# Importing Libraries 

In [None]:
import numpy as np
import pandas as pd
import matplotlib.pyplot as plt
import seaborn as sns
sns.set_style("darkgrid")

import pandas_profiling
%matplotlib inline

import plotly as py
import plotly.express as px
import plotly.graph_objs as go
from plotly.subplots import make_subplots

import sklearn.metrics as metrics

import warnings
warnings.filterwarnings("ignore")

# Loading Data


In [None]:
# Path to the dataset
import os
for dirname, _, filenames in os.walk('/kaggle/input'):
    for filename in filenames:
        print(os.path.join(dirname, filename))

In [None]:
%%time
train = pd.read_csv('/kaggle/input/tabular-playground-series-jan-2021/train.csv')
test = pd.read_csv('/kaggle/input/tabular-playground-series-jan-2021/test.csv')
sample_sub = pd.read_csv('/kaggle/input/tabular-playground-series-jan-2021/sample_submission.csv')
org_len = len(train.drop('id',axis=1))

# Understanding Data

In [None]:
train.head()

In [None]:
test.head()

In [None]:
print("Train data set dtypes: \n")
print(f"Shape : {train.shape}")
print(f"{train.dtypes.value_counts()}")

print('*'*30)

print("Test data set dtypes: \n")
print(f"Shape : {test.shape}")
print(f"{test.dtypes.value_counts()}")

In [None]:
# Gives a details on Count number of non-NA/null observations, Maximum and Minimum of the values in the object, Mean and Standard Deviation of the Values
train.describe()

### No Missing Values
**As we can see above the count of no_null values are equal to the len of columns (300000)**

# Pandas Profiling 🐼 
**pandas_profiling extends the pandas DataFrame for quick data analysis.**

In [None]:
profile = pandas_profiling.ProfileReport(train,minimal=True)
profile.to_file(output_file="output.html")
profile

# Univariate Analysis
**We will usually use Distribution plot to visualize their data distribution for continuous Values**

In [None]:
train_cont = train.drop('id',axis=1)

In [None]:
fig = plt.figure(figsize=(18,16))

for index,col in enumerate(train_cont):
    plt.subplot(5,3,index+1)
    sns.distplot(train_cont.loc[:,col], kde=False)
fig.tight_layout(pad=1.0)

In [None]:
    for c in train_cont.columns:
        fig, axs = plt.subplots(1, 3, figsize=(16, 5))
        sns.boxplot(y=c, data=train_cont, ax=axs[0]) # 1

        sns.violinplot(y=c, data=train_cont, ax=axs[1]) # 2

        sns.stripplot(y=c, data=train_cont, size=4, color=".3", linewidth=0, ax=axs[2]) # 3


        fig.suptitle(c, fontsize=15, y=1.1)
        axs[0].set_title('Box Plot')
        axs[1].set_title('Violin Plot')
        axs[2].set_title('Strip Plot')

        plt.tight_layout()
        plt.show()

**Few Outliers in target, cont10, cont9, cont7** <br>
**Cont2 have some regular interval gaps**<br>
**Cont5 is dominated with lesser value**

# Bi-variate Analysis

Scatterplot with the target

In [None]:
fig = plt.figure(figsize=(18,16))
train_cont = train.drop('id',axis=1)
for index,col in enumerate(train_cont):
    plt.subplot(5,3,index+1)
    sns.scatterplot(x=train_cont.iloc[:,index], y=train['target'],alpha=0.5)
fig.tight_layout(pad=1.0)

Heatmap

In [None]:
plt.figure(figsize=(16,12))
corr = train_cont.corr()
sns.heatmap(corr,cmap='Blues',linewidth=0.5,annot=True)
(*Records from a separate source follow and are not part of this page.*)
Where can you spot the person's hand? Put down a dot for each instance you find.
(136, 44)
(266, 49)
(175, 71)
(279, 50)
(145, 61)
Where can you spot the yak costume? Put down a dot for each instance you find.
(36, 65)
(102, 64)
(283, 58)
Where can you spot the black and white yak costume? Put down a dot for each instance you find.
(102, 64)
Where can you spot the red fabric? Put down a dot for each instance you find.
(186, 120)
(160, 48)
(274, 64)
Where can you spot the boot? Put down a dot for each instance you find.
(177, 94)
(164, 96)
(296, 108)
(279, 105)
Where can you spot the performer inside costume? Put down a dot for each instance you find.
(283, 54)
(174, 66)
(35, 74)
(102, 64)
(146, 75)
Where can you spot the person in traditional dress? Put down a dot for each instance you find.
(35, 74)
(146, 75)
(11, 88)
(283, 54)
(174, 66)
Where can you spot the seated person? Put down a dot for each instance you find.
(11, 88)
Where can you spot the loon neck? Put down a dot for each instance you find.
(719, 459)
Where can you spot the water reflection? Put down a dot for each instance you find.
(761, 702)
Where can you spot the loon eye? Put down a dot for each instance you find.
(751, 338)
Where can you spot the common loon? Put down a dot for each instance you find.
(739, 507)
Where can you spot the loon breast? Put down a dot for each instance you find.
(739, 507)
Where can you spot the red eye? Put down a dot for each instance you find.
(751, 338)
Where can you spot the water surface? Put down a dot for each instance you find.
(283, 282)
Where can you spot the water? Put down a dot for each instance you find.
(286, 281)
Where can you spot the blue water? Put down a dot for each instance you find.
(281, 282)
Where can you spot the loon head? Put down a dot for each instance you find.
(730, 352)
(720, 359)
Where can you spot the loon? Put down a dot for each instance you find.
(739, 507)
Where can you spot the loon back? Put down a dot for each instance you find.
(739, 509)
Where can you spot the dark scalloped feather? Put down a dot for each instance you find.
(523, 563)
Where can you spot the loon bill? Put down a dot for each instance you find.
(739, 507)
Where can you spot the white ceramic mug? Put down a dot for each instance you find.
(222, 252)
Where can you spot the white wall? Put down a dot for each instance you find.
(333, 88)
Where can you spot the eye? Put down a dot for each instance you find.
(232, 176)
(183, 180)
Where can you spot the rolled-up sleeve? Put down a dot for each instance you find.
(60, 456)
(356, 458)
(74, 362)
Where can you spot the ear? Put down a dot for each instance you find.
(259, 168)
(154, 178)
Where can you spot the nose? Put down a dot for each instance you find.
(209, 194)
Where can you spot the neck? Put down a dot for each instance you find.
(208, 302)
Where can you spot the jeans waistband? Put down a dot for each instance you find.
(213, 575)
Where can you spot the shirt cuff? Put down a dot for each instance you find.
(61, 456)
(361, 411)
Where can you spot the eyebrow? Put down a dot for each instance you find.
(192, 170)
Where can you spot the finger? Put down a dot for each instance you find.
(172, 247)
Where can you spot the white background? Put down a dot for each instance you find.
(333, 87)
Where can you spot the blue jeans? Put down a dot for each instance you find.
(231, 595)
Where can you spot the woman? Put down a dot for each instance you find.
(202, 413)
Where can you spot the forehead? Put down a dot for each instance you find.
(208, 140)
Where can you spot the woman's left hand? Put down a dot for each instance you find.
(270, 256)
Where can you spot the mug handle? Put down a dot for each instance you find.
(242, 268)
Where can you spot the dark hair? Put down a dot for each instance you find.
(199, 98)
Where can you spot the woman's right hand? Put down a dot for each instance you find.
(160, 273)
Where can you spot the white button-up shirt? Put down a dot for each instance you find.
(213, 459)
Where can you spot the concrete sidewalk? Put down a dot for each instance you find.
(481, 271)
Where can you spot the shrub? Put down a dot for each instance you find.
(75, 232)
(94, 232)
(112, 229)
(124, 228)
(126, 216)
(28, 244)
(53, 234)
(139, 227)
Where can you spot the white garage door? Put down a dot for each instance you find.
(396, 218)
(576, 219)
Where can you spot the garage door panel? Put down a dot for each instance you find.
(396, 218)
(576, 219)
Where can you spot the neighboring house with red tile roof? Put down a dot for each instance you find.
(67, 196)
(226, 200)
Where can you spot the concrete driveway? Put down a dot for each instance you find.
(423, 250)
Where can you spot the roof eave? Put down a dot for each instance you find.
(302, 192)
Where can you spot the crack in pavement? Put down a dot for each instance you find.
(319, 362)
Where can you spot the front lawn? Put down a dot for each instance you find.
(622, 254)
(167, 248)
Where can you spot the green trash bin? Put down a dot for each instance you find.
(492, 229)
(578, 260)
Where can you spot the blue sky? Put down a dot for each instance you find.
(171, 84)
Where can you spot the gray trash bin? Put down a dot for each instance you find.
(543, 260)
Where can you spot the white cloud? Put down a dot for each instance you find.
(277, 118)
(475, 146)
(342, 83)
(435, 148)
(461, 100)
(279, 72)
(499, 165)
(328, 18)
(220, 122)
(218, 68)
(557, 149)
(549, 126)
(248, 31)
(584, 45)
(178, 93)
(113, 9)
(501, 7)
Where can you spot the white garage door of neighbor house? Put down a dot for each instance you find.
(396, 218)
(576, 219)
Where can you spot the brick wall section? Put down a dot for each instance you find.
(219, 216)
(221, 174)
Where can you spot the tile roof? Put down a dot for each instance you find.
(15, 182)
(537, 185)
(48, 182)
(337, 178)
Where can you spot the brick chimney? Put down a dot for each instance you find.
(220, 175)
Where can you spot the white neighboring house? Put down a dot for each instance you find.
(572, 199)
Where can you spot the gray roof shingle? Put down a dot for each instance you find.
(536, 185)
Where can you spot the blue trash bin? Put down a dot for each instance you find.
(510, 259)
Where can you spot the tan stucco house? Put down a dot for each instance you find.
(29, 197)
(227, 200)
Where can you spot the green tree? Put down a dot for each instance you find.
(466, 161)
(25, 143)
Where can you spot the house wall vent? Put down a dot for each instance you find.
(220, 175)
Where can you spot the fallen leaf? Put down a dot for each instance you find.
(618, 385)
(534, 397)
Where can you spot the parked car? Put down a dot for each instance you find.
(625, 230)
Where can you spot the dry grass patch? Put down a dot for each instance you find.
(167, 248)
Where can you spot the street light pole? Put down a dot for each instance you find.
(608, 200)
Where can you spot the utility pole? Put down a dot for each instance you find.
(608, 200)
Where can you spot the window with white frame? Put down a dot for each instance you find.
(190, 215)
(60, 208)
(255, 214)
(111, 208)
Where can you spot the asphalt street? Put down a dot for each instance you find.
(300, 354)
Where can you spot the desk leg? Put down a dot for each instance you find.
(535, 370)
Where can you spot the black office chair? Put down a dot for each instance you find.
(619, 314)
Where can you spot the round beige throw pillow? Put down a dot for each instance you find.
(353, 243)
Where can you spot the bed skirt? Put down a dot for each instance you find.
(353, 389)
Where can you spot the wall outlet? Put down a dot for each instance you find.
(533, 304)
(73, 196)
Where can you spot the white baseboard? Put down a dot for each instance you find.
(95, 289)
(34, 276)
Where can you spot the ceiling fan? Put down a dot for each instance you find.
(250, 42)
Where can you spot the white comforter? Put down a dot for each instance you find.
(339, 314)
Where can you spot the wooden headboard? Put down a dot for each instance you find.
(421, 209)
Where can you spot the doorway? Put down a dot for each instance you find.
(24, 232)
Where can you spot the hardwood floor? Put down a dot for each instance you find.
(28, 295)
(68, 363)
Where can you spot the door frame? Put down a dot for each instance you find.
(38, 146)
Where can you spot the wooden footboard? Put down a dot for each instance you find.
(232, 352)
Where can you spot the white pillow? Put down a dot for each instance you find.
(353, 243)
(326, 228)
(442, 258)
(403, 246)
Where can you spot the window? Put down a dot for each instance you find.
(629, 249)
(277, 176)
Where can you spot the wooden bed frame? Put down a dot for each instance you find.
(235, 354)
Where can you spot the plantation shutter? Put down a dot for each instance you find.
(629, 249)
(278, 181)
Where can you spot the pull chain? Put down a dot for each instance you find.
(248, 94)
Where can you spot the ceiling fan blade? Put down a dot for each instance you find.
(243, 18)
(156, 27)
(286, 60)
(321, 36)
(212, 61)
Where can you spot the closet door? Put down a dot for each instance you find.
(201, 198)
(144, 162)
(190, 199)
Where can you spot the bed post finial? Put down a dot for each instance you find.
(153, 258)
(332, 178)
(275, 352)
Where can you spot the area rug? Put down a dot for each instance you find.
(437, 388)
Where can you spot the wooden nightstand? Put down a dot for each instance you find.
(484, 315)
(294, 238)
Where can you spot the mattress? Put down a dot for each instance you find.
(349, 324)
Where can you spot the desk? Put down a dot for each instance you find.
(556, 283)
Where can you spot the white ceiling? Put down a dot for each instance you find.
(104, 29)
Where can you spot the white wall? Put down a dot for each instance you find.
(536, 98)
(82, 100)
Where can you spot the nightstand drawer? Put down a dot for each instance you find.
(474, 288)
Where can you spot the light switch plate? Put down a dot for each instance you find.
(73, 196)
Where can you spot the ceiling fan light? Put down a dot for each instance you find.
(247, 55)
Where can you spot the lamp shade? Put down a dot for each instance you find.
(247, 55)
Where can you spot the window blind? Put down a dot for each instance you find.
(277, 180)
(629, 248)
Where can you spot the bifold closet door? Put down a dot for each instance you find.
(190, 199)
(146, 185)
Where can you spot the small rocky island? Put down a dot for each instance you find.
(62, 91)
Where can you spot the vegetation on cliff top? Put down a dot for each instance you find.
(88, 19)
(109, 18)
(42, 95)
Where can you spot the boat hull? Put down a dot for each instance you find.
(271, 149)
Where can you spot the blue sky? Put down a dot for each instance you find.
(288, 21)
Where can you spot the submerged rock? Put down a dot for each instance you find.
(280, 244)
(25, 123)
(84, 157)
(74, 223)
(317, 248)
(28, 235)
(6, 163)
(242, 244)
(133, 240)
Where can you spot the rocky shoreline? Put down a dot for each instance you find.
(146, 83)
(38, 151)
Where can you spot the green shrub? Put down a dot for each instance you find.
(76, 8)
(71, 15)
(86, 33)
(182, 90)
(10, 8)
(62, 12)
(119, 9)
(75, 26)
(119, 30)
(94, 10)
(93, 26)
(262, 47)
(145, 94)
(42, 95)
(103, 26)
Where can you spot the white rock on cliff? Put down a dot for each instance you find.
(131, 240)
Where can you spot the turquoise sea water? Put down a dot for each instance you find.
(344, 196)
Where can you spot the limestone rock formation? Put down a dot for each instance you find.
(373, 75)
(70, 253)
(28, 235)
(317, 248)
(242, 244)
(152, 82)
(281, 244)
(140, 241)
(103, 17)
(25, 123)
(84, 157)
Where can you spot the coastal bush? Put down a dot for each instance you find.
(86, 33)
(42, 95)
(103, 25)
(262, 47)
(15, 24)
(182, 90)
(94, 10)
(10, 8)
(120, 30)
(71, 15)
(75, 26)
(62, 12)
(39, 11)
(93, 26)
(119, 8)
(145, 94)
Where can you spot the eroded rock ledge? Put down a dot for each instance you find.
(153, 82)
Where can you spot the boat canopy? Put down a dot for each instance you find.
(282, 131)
No good correlation with target column 👀

# Data Processing 

### **Feature Engineering**

**Tried some randomn combinations**

In [None]:
train_cont['new'] = train_cont['cont2']*train_cont['cont3']*train_cont['cont6']*train_cont['cont7']*train_cont['cont11']*train_cont['cont12']
test['new'] = test['cont2']*test['cont3']*test['cont6']*test['cont7']*test['cont11']*test['cont12']

In [None]:
train_cont['new1'] = train_cont['cont9']*train_cont['cont10']*train_cont['cont1']
test['new1'] = test['cont9']*test['cont10']*test['cont1']

In [None]:
features = train_cont.drop('target',axis=1).columns
train_cont['mean'] = train_cont[features].mean(axis=1)
test['mean'] = test[features].mean(axis=1)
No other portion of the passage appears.